Now imagine an event occurs in the event thread at time 13, so between the 2nd and 3rd swap. This event will update the bitmaps_to_be_drawn array and raise the must_redraw boolean. My problem is : WHEN WILL THE NEW SCREN BE VISIBLE ?

Obviously, I want the update to become visible at the next retrace : at time 20. However, if I understand correctly, this will NOT BE THE CASE : at time 20, the main thread will wake up from the sleep it went into after the swap at time 10 !!! So at time 20, it will update the backbuffer and call Swap(vsync=true), which means that it will go back to sleep and update the monitor only at time 30 !!!

am I correct ?

what do you propose as a solution ?

Nathaniel_J_Fries · May 3, 2013, 3:00pm

SDL_Delay has no understanding of frames.

It delays for in milliseconds (on a 100Hz display, 1/10th of a frame, on a 60hz display, 1/17th of a frame, etc).------------------------
Nate Fries

Frederik_vom_Hofe · May 3, 2013, 4:37pm

jeroen clarysse wrote:

Now imagine an event occurs in the event thread at time 13, so between the 2nd and 3rd swap. This event will update the bitmaps_to_be_drawn array and raise the must_redraw boolean. My problem is : WHEN WILL THE NEW SCREN BE VISIBLE ?

Obviously, I want the update to become visible at the next retrace : at time 20. However, if I understand correctly, this will NOT BE THE CASE : at time 20, the main thread will wake up from the sleep it went into after the swap at time 10 !!! So at time 20, it will update the backbuffer and call Swap(vsync=true), which means that it will go back to sleep and update the monitor only at time 30 !!!

am I correct ?

what do you propose as a solution ?]

Thats the cost of syncing to the screen.On a 100Hz screen, a single frame can only use 10ms to draw or it will miss the vsync. The default strategy is to draws as fast as possible and then idle until the vsync occurs. This means any visual change you make will take between 10-20 ms (on 100Hz) until you see it on screen.

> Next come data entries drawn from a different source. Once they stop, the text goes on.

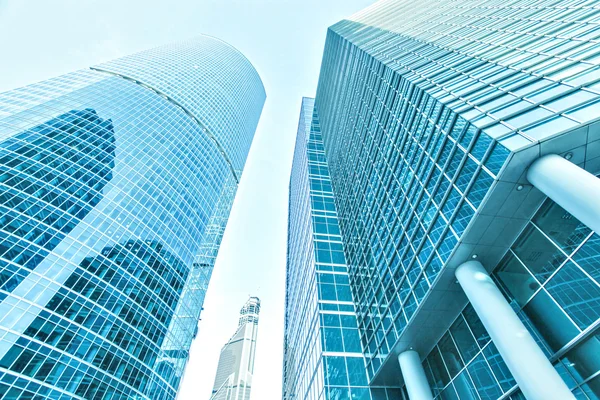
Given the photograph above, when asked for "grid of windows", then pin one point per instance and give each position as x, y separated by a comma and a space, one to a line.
323, 357
114, 202
411, 174
550, 277
421, 104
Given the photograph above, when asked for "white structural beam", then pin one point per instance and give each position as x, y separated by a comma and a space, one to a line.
532, 370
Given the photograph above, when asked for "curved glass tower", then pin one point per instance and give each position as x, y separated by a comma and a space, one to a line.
116, 183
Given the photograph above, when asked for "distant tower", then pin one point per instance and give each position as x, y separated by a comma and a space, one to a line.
236, 364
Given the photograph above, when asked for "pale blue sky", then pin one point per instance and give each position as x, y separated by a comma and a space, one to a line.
284, 40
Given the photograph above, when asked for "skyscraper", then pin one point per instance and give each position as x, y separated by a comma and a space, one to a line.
116, 184
461, 142
236, 363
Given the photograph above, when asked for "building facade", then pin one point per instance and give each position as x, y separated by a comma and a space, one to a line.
236, 362
322, 352
462, 143
116, 184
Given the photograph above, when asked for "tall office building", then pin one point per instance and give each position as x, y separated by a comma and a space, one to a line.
462, 142
115, 185
236, 363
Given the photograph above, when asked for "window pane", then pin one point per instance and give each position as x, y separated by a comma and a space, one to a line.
516, 279
464, 387
450, 355
538, 253
562, 227
550, 321
588, 257
499, 368
438, 369
577, 294
476, 326
464, 339
484, 379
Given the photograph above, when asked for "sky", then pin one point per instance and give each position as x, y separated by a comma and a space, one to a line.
284, 40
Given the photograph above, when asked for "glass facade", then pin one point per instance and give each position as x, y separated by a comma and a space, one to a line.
550, 278
322, 354
116, 184
236, 362
430, 114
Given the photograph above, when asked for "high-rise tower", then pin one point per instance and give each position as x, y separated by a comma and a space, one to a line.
461, 140
115, 185
236, 363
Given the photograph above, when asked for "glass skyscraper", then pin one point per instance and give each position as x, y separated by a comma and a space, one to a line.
116, 184
461, 142
236, 362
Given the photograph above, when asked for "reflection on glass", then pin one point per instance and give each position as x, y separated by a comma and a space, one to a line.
538, 253
483, 379
516, 279
51, 177
564, 229
464, 340
450, 354
577, 295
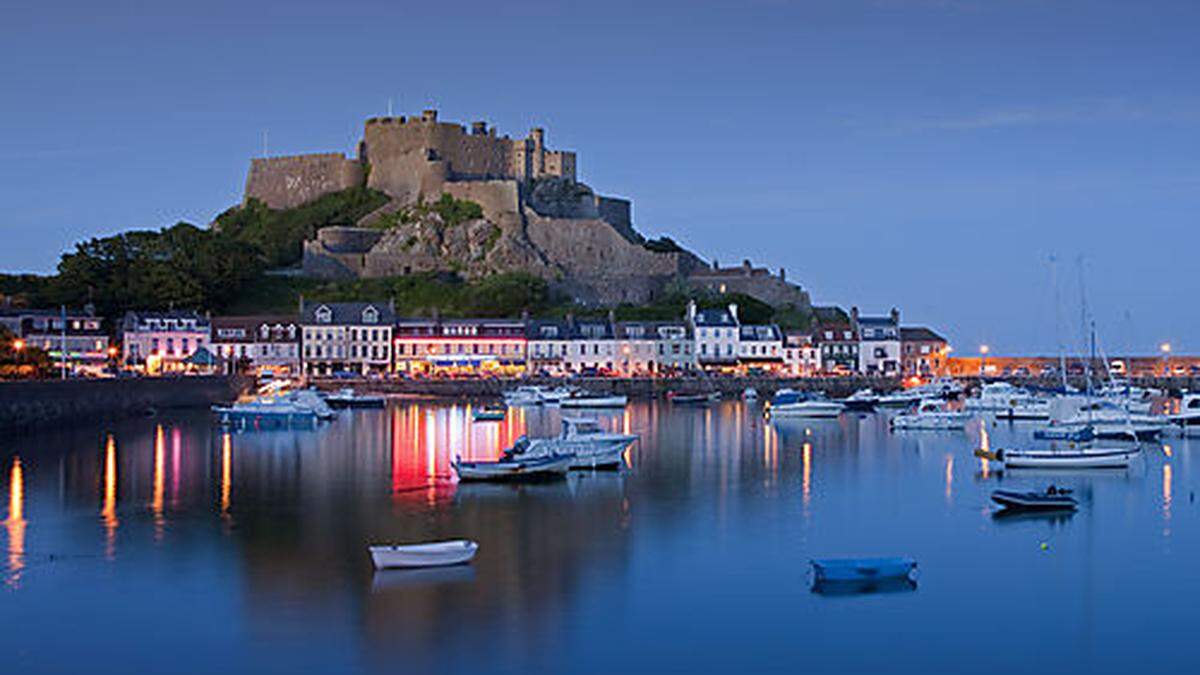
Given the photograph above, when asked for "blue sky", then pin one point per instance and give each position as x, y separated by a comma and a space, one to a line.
928, 154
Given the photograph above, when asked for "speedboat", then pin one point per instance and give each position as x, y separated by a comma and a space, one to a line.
694, 399
525, 395
899, 399
1030, 408
997, 396
861, 401
583, 438
489, 413
1073, 457
1051, 499
348, 398
1107, 418
543, 467
863, 568
931, 416
790, 402
594, 401
436, 554
264, 412
1188, 418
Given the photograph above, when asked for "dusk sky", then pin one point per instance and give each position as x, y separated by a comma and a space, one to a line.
925, 154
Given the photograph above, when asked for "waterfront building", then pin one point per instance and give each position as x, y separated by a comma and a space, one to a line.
263, 344
460, 346
547, 342
715, 333
653, 347
802, 357
923, 352
593, 347
71, 334
352, 338
761, 347
163, 341
879, 342
838, 345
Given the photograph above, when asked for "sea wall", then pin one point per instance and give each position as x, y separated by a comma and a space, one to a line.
28, 404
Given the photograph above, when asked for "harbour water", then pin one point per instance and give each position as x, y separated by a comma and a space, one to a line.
163, 544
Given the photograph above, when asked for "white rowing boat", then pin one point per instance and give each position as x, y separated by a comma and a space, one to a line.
436, 554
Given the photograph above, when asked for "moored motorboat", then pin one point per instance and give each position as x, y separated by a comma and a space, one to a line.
594, 401
585, 440
489, 413
1051, 499
789, 402
348, 398
863, 568
435, 554
1068, 458
861, 401
694, 399
543, 467
930, 416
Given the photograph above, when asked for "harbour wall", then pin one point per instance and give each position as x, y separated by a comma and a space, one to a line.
30, 404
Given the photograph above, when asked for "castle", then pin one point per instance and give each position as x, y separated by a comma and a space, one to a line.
537, 216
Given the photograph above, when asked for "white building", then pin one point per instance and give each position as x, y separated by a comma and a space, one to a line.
761, 347
264, 344
715, 333
879, 344
346, 338
802, 356
162, 341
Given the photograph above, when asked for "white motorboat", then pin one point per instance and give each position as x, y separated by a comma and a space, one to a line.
930, 416
348, 398
1108, 419
594, 401
1073, 457
1188, 418
543, 467
1032, 408
264, 412
436, 554
863, 400
899, 399
790, 402
997, 396
525, 395
585, 440
311, 400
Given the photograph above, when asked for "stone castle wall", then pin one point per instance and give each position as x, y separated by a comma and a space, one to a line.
285, 183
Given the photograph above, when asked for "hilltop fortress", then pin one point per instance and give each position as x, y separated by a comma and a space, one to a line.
535, 216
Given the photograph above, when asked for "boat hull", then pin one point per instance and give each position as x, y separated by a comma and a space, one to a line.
1119, 458
442, 554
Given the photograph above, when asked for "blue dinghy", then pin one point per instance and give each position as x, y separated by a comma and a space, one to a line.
863, 568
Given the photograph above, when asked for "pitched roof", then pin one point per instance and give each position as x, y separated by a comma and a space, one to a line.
919, 334
347, 314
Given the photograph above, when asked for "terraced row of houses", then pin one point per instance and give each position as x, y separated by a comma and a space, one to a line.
330, 339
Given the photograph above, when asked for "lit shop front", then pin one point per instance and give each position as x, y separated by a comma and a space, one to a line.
449, 348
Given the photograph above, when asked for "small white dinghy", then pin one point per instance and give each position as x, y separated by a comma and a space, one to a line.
436, 554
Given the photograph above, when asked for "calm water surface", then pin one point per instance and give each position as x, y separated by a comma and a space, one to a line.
163, 544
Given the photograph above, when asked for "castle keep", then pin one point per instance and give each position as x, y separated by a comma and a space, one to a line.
537, 216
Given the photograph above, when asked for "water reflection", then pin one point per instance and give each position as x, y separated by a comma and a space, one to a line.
16, 524
702, 524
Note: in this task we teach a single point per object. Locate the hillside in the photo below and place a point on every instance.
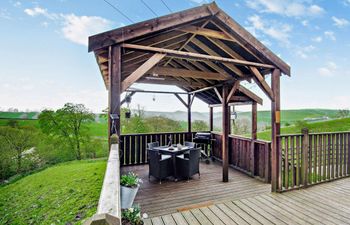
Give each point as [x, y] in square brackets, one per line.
[62, 194]
[324, 126]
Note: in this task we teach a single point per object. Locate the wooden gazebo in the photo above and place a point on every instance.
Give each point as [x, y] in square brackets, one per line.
[204, 52]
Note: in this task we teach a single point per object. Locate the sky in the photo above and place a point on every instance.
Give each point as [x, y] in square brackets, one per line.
[44, 61]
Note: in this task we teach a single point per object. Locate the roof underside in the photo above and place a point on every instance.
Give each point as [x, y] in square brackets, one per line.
[204, 30]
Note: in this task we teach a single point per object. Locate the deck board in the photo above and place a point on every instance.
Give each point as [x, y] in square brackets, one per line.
[309, 206]
[160, 199]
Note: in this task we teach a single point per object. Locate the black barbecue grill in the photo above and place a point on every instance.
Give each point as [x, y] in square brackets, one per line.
[204, 138]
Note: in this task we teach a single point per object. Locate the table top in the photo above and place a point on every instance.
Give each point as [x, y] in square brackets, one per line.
[166, 149]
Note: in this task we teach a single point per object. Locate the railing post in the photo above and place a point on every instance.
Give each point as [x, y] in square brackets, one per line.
[305, 157]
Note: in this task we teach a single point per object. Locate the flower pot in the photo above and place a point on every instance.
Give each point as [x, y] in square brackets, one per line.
[128, 195]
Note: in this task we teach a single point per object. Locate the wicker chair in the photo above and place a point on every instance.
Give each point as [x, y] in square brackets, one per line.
[159, 167]
[187, 167]
[153, 144]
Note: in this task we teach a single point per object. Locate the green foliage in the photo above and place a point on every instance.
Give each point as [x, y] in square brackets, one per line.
[301, 124]
[343, 113]
[12, 123]
[64, 194]
[163, 124]
[325, 126]
[132, 216]
[68, 124]
[129, 180]
[18, 146]
[199, 125]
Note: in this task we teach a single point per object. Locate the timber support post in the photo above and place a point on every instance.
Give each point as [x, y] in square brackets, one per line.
[254, 137]
[211, 116]
[276, 179]
[189, 119]
[114, 67]
[305, 157]
[225, 133]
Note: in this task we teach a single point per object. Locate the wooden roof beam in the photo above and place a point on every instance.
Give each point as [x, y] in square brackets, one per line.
[123, 34]
[195, 56]
[168, 71]
[233, 90]
[139, 72]
[206, 32]
[250, 94]
[171, 81]
[210, 51]
[260, 81]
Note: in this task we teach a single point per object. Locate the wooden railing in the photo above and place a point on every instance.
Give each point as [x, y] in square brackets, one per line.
[250, 156]
[109, 210]
[308, 159]
[134, 146]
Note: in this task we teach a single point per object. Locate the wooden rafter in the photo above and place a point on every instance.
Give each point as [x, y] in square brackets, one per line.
[210, 51]
[260, 81]
[181, 100]
[205, 32]
[188, 41]
[195, 56]
[161, 23]
[172, 81]
[233, 90]
[139, 72]
[250, 94]
[218, 94]
[168, 71]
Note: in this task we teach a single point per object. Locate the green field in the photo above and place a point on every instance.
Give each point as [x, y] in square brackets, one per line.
[325, 126]
[63, 194]
[291, 116]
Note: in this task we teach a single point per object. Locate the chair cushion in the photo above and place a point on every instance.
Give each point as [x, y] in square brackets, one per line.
[166, 157]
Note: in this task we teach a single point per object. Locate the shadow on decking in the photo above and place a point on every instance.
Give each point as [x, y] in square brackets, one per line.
[160, 199]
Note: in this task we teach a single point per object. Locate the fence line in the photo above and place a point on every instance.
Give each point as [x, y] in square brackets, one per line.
[313, 158]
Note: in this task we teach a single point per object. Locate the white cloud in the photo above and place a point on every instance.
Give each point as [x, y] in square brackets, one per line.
[38, 11]
[290, 8]
[328, 70]
[277, 31]
[330, 35]
[74, 28]
[317, 39]
[340, 22]
[200, 1]
[17, 4]
[303, 52]
[305, 23]
[4, 14]
[316, 10]
[78, 28]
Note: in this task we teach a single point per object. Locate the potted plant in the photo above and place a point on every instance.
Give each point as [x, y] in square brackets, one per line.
[130, 184]
[132, 216]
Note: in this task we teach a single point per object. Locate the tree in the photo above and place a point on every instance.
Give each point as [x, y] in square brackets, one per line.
[199, 125]
[17, 141]
[69, 123]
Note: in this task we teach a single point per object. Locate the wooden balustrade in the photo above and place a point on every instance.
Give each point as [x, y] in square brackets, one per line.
[252, 160]
[309, 159]
[133, 147]
[108, 209]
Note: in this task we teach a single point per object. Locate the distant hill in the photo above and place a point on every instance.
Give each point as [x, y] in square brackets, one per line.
[264, 117]
[287, 116]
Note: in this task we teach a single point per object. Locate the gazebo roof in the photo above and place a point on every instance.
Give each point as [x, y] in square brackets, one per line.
[193, 49]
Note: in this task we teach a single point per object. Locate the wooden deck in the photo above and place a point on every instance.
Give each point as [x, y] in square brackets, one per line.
[159, 199]
[327, 203]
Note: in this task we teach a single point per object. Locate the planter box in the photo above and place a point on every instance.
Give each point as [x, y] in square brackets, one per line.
[127, 196]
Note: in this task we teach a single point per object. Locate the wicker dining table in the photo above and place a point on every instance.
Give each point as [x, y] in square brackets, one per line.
[173, 151]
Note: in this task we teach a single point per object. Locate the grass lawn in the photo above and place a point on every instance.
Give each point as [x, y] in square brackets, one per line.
[64, 194]
[326, 126]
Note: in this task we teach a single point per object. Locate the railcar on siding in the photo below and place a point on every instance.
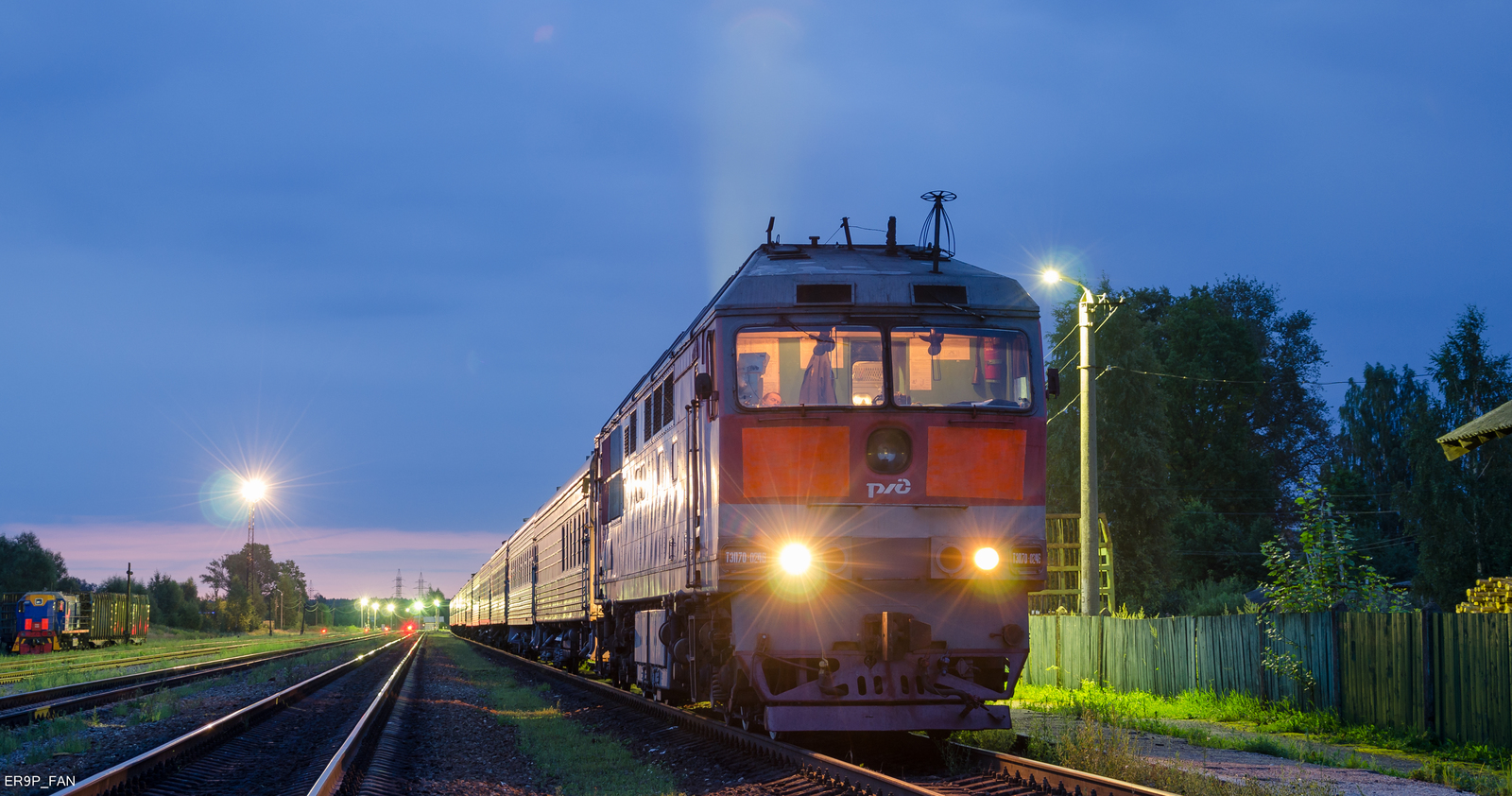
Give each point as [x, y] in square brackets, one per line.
[820, 510]
[55, 621]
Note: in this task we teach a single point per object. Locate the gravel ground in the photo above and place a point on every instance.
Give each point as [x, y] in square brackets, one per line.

Theoretically you could use SDL_Delay after the blocking swap function. But this will just make it very likely that you miss the next vsync. Also it would not help a lot: e.g. by cutting the draw time in half you only have 5ms to draw and still 5-15ms before change appears on the screen. But this only is a problem if you need direct screen changes after input. Otherwise just use scripts that the render thread knows in advance (like 3 frames) and then can show stuff at exact predefined frames/time. Nathaniel J Fries wrote:

SDL_Delay has no understanding of frames.

It delays for in milliseconds (on a 100Hz display, 1/10th of a frame, on a 60hz display, 1/17th of a frame, etc).

The only point in using SDL_Delay(1) was to make the event thread idle the smallest possible amount of time so it doesn’t use up 100% CPU but still can measure input timings exactly.